The token stream explains early failures
The SQLGlot token documentation exposes the token types and tokenizer behavior behind parsing. The SQLGlot API documentation documents parsing and transpilation interfaces.
For ODI migration work, that evidence helps teams avoid blaming the wrong layer. A failed migration statement may need dialect support, a policy rewrite, a templating cleanup, or a tokenizer boundary update.

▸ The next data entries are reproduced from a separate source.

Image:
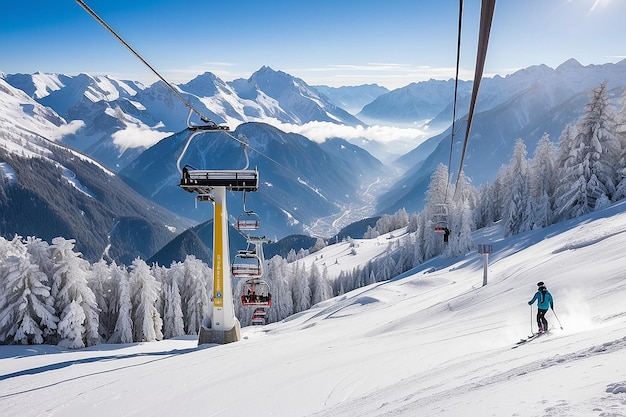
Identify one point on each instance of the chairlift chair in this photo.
(258, 317)
(246, 264)
(256, 292)
(440, 218)
(248, 220)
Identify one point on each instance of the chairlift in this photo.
(248, 220)
(256, 292)
(246, 264)
(258, 317)
(440, 218)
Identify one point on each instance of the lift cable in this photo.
(456, 89)
(130, 48)
(191, 108)
(486, 17)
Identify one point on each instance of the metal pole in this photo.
(557, 319)
(485, 264)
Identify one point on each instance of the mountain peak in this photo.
(570, 64)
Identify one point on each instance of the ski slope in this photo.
(434, 342)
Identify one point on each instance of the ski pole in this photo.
(557, 318)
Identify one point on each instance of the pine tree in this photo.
(144, 289)
(518, 205)
(173, 323)
(196, 293)
(543, 182)
(589, 168)
(26, 311)
(438, 197)
(69, 284)
(121, 307)
(300, 288)
(71, 329)
(100, 282)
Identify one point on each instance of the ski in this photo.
(528, 339)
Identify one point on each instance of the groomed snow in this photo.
(432, 343)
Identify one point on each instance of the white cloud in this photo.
(68, 129)
(320, 131)
(137, 136)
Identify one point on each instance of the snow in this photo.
(434, 342)
(7, 172)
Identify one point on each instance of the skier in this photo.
(544, 301)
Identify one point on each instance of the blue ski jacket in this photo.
(544, 300)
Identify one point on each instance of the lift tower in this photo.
(211, 185)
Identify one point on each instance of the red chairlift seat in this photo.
(256, 292)
(258, 317)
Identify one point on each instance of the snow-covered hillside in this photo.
(434, 342)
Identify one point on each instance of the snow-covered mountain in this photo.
(525, 105)
(433, 342)
(304, 186)
(352, 98)
(289, 99)
(49, 190)
(123, 118)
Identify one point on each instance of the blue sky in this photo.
(331, 42)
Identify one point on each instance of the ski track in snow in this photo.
(391, 404)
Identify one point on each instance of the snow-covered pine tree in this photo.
(121, 307)
(100, 282)
(438, 197)
(543, 181)
(620, 191)
(320, 287)
(518, 205)
(282, 299)
(71, 329)
(39, 251)
(589, 168)
(26, 311)
(69, 283)
(144, 290)
(197, 276)
(173, 324)
(300, 288)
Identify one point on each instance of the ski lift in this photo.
(246, 264)
(248, 220)
(256, 292)
(258, 317)
(440, 218)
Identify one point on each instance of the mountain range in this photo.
(134, 135)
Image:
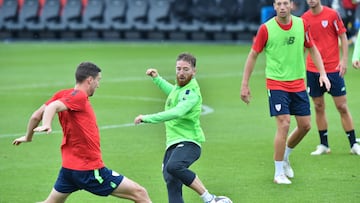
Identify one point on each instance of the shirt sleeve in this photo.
(356, 53)
(164, 85)
(260, 39)
(187, 100)
(75, 100)
(308, 40)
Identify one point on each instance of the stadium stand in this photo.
(92, 12)
(130, 19)
(9, 13)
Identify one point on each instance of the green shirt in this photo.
(181, 114)
(285, 51)
(356, 53)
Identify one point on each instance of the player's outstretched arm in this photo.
(249, 67)
(49, 113)
(152, 72)
(316, 57)
(32, 124)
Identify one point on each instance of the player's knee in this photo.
(141, 195)
(174, 167)
(342, 108)
(306, 127)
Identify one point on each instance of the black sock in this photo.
(351, 137)
(323, 137)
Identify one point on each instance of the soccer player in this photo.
(326, 28)
(356, 53)
(283, 39)
(183, 131)
(82, 164)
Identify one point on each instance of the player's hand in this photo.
(342, 69)
(245, 94)
(138, 119)
(20, 140)
(152, 72)
(324, 81)
(43, 128)
(356, 64)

Those are different risks with different owners.
Patterns that work
- Sample failed SQL by tokenization error, parse error, transpilation issue, and semantic review issue.
- Preserve original SQL text, token stream, source dialect, target dialect, and rewrite intent.
- Review templated SQL separately from plain SQL before platform cutover.
- Flag policy comments and governance tags that migration tooling must preserve.
- Track unsupported token patterns as migration backlog items with owners.
For adjacent ODI context, read SQLGlot parser coverage for migration risk, SQLGlot transpilation tests, and SQLGlot policy rewrites.
What breaks first
- Migration reports combine tokenizer failures and semantic failures into one vague error bucket.
- Quoted identifiers or vendor literals are normalized before the team can review them.
- Policy tags disappear because comments were treated as disposable text.
- A successful transpilation hides the fact that tokenization changed the statement boundary.
Questions to ask
- Which migration failures occur before parsing?
- Which SQL patterns require tokenizer-level review before cutover?
- Can the team preserve source text, token stream, and rewritten SQL together?
- Which policy or lineage markers must survive tokenization and transpilation?
Sources to start with
These primary sources anchor the technical claims in this guide.
Migration evidence starts with the first token the system thinks it saw.